From: Martin Thomson <martin.thomson@gmail.com>
Date: Mon, 27 Aug 2012 12:00:11 -0700
Message-ID: <CABkgnnVTjX_Fj2gHBK-vniF8j_CsECmU86f3JN+azSwx510Jpg@mail.gmail.com>
To: "Cullen Jennings (fluffy)" <fluffy@cisco.com>
Cc: "public-webrtc@w3.org" <public-webrtc@w3.org>
On 27 August 2012 07:33, Cullen Jennings (fluffy) <fluffy@cisco.com> wrote:
> I think you assertion that the work here is assuming the user is an idiot is just wrong and pretty distasteful. Do you have any evidence to back up this allegation?

It was an essay on design, not some sort of crass allegation.

To be perfectly clear, the trigger for this posting was a throwaway
comment; one that did not have any significant bearing on the outcome.

> ... most successful API and libraries take some complex functionality and wrap it up in a way that meets the users needs and is easy to use.

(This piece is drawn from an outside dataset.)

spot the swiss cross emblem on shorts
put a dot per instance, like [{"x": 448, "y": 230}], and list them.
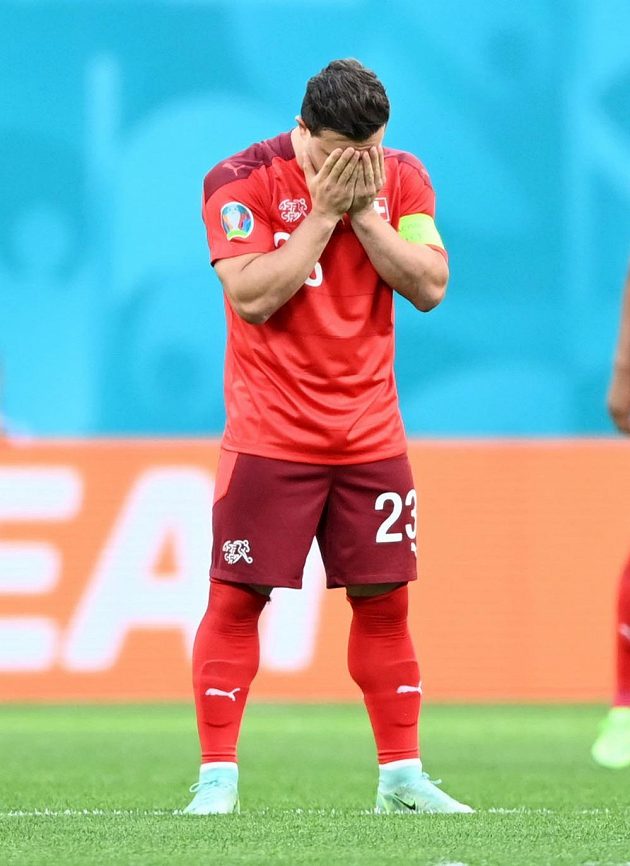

API usability is important, but for the most part, usability arises
from a clear communication of design intent.  Part of the thesis is
that architecture that supports usability is important.  As
requirements emerge then the architecture might need to change and
with it, the design.

Two concerns that I've had in this regard arise from a) the idea that
certain existing structures are sacrosanct, and b) concentration on
efficiency.  The former leads to the sorts of hacks that we will be
discussing tomorrow as it relates to ICE state.  It leads to the
design of new features solely to compensate for incompatibilities.
The latter is an optimization.  As such, it's premature.  I've
definitely seen an expressed desire for efficiency in this working
group - though to be fair, that might have been in the context of
thinking that the affected features were complete enough to justify
optimization, or through some conception of design economy.